How Dyte improves Performance & Reliability using OpenTelemetry: Part II

Welcome to part 2 of How Dyte improves Performance & Reliability using OpenTelemetry?

In case you have missed part I, we would highly recommend you check it out here and return to this post. In part I, we discussed our search for a solution for achieving observability (o11y), how we came about OpenTelemetry, and the challenges we faced. In this blog, we will discuss OpenTelemetry integration for our frontend SDKs and how you can achieve it. Brew a cup of coffee (or tea, if that floats your boat) and settle in; this is a long post with a ton of technical info.

Prerequisites

Before deep diving into the integration, we highly recommend you go through https://opentelemetry.io/docs/concepts/ and spend some time familiarising yourself with the core concepts of OpenTelemetry. We know that the documentation is always boring to read, but it pays off in the long run.

We use New Relic as a log aggregator as we are already using it throughout our SDKs & backends, but this should work for any log aggregator you choose.

How to start with OpenTelemetry integration

TL;DR? Didn’t go through OpenTelemetry core concepts? No problem. We will still try to make it as easy as possible.

Living tree analogy visual explaining OpenTelemetry

To grasp jargon quickly, let’s start with a simple analogy. In the context of a living, breathing tree, a single uniquely identifiable tree is a trace. The trunk of the tree from which branches originate is the root span (why not name it trunk span? Well… We want to stay deep-rooted 😀 also, data structure influence is there). Even these branches (spans) can have their own child branches (spans) as well.

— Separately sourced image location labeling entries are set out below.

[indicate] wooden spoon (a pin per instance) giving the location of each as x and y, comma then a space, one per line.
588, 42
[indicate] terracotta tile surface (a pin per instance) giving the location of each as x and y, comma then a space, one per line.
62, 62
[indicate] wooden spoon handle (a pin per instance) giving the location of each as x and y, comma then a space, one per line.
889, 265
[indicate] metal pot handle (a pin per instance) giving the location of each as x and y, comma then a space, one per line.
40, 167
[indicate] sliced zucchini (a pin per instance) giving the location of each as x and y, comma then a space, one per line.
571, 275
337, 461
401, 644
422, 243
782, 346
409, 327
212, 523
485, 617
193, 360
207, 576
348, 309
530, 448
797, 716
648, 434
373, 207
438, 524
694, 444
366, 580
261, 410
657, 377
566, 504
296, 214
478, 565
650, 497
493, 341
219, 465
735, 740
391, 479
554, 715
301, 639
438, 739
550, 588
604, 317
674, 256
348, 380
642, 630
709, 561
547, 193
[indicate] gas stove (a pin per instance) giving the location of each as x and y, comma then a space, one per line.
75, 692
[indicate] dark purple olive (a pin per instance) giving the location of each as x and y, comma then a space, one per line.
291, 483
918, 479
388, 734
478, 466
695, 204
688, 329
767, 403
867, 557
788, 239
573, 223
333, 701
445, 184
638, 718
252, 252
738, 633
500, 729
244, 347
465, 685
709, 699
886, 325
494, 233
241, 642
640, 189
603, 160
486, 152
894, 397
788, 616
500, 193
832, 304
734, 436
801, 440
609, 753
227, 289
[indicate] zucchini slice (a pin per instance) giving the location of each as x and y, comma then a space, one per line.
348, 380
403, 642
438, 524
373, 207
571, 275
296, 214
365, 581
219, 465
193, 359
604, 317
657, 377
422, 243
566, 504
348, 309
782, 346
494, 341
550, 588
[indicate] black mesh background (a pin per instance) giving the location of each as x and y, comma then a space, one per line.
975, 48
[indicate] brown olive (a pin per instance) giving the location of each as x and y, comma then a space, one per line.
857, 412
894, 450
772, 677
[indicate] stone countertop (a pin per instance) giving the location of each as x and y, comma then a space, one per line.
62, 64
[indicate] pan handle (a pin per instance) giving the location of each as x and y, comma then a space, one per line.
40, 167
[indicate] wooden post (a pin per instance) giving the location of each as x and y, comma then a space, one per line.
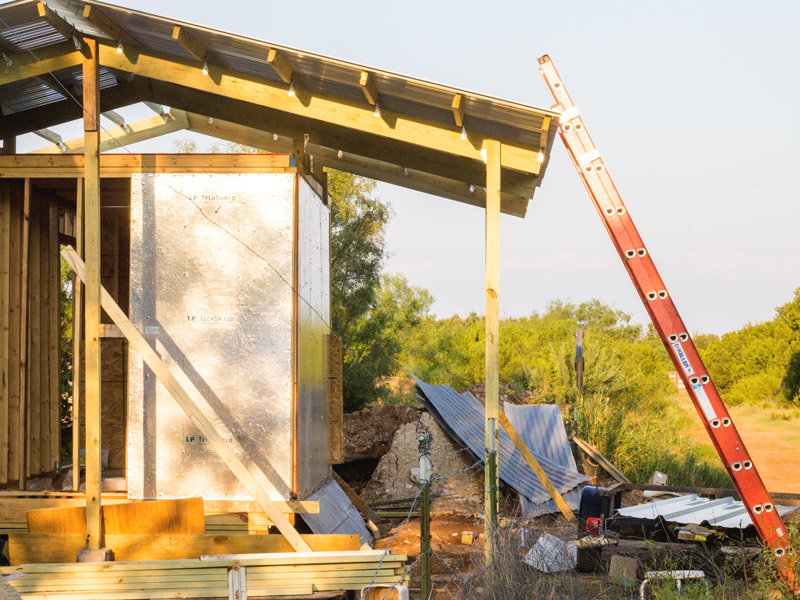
23, 337
492, 402
77, 334
91, 121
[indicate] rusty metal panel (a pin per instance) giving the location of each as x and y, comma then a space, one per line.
313, 311
221, 318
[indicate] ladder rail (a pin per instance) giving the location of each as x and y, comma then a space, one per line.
665, 317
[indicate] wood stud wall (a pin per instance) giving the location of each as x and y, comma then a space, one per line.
29, 331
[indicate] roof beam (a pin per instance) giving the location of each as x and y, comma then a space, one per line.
369, 88
49, 115
117, 119
47, 60
158, 109
189, 43
358, 165
290, 126
107, 25
279, 65
321, 108
458, 109
52, 137
140, 131
61, 25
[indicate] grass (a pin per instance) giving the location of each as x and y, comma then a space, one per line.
648, 437
740, 574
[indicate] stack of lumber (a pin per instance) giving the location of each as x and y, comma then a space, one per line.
291, 573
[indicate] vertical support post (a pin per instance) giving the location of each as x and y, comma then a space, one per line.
23, 337
77, 335
9, 146
425, 440
91, 122
492, 403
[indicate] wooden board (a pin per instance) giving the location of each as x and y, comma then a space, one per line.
336, 387
124, 165
27, 548
601, 460
189, 406
183, 516
5, 299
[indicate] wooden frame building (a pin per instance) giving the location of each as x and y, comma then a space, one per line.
74, 59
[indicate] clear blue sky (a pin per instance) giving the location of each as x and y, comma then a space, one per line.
694, 106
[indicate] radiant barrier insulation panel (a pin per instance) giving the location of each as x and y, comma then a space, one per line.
214, 259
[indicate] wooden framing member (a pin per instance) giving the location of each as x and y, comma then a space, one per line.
279, 65
367, 83
50, 59
333, 112
5, 329
77, 342
61, 25
22, 453
189, 43
196, 416
91, 157
105, 24
492, 365
458, 109
140, 131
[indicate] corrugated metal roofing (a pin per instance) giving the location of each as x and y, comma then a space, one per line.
542, 429
462, 416
336, 513
720, 512
22, 29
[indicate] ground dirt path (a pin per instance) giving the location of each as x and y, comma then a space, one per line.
773, 443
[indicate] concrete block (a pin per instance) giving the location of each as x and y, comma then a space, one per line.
624, 568
99, 555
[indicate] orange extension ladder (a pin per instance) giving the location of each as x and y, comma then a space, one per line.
666, 319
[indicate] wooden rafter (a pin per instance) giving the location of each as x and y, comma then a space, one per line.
458, 109
47, 60
386, 150
358, 165
329, 110
189, 43
280, 66
61, 25
107, 25
146, 129
367, 83
50, 115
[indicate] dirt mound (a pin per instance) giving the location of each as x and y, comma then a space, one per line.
368, 433
462, 491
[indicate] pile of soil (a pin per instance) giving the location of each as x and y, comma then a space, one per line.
456, 478
368, 433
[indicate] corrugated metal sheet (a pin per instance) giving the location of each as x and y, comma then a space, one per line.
720, 512
462, 416
24, 30
336, 513
542, 429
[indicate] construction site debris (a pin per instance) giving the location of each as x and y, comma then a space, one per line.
550, 554
462, 416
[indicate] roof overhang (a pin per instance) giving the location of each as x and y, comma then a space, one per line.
370, 122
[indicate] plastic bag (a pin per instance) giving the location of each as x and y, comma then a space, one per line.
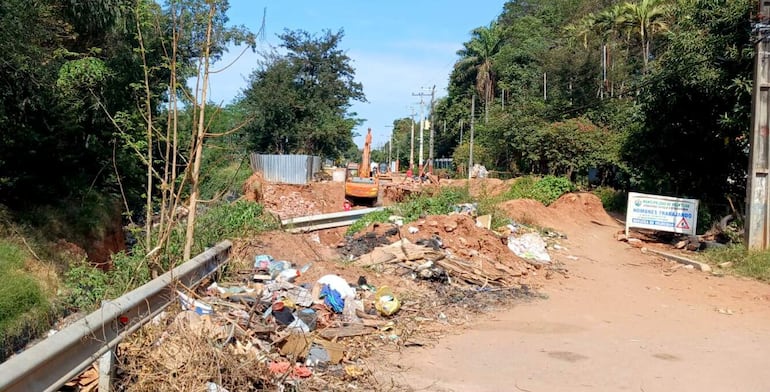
387, 303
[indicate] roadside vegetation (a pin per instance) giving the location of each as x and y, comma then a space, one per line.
736, 258
101, 130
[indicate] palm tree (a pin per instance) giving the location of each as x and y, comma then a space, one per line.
477, 57
647, 18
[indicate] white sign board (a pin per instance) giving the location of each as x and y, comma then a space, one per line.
661, 213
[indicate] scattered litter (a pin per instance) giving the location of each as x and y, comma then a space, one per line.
193, 304
529, 246
387, 304
484, 221
297, 371
465, 209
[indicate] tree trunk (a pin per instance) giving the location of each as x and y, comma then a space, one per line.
148, 108
201, 131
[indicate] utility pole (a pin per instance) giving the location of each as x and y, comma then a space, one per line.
390, 148
422, 126
758, 187
432, 130
411, 148
473, 114
461, 131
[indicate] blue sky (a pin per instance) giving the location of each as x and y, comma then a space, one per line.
397, 47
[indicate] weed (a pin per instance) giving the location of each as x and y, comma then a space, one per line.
24, 308
87, 286
612, 200
545, 190
755, 264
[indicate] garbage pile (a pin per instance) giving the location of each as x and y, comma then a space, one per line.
453, 249
266, 330
278, 325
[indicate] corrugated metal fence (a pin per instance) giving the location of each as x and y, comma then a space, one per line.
288, 169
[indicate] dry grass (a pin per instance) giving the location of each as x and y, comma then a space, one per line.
187, 355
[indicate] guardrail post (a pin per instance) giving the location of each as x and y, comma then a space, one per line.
106, 370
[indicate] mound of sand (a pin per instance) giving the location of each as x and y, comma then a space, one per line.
568, 213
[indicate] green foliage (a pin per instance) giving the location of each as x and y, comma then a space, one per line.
755, 264
545, 190
419, 204
697, 96
232, 220
300, 100
612, 200
368, 219
24, 309
461, 155
87, 285
439, 203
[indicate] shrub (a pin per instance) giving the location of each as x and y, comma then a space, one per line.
545, 190
24, 309
755, 264
612, 200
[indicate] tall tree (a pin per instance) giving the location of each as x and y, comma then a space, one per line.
646, 19
477, 58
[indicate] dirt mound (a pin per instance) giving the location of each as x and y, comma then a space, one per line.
481, 186
289, 201
583, 205
479, 251
568, 213
252, 188
529, 212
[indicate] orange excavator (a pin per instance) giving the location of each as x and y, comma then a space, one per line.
361, 187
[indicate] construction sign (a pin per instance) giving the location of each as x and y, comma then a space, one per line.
662, 213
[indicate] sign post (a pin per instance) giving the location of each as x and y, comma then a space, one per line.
661, 213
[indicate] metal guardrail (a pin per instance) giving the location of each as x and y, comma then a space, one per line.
325, 221
49, 364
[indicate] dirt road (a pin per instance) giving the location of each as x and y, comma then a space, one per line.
623, 321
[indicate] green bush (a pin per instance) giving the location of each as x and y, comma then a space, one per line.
612, 200
545, 190
755, 264
439, 203
87, 285
24, 308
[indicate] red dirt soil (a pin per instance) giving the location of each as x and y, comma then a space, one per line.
569, 213
289, 201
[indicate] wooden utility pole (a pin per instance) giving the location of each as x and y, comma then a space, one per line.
411, 145
422, 127
757, 223
470, 155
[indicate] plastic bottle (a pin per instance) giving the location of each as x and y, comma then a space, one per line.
276, 267
288, 275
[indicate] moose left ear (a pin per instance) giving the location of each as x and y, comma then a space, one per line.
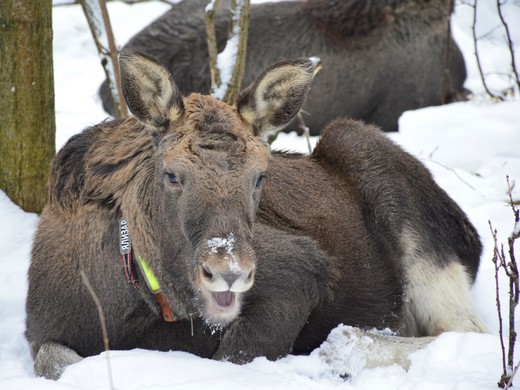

In the technical context, for our SDK, a participant joining a meeting, progressing further, and leaving it generates a single trace. If the same participant joins again, a new trace will be created. If 10 participants join a meeting, 10 traces would be created. If 5 of them leave and join the meeting again, it will result in a total of 15 traces. We name our traces  peer_PEERID for easier individual retrieval. Peer Id is the unique UUID that we assign for every new session for a participant.

Trace grouping table

We are using New Relic’s distributed tracing to store our traces. As of now, we don’t group the traces. This helps us in getting a quick glance at the duration, and the errors count for a trace.

Trace table

This inside view of a trace reveals all the internal spans/functions that were called and the time it took to execute them. This helps us in analyzing functions with errors and missing function calls. This also helps us determine a function's deviation in execution time from its peers. We can track sequential calls and figure out any instance that has occurred at a specific time.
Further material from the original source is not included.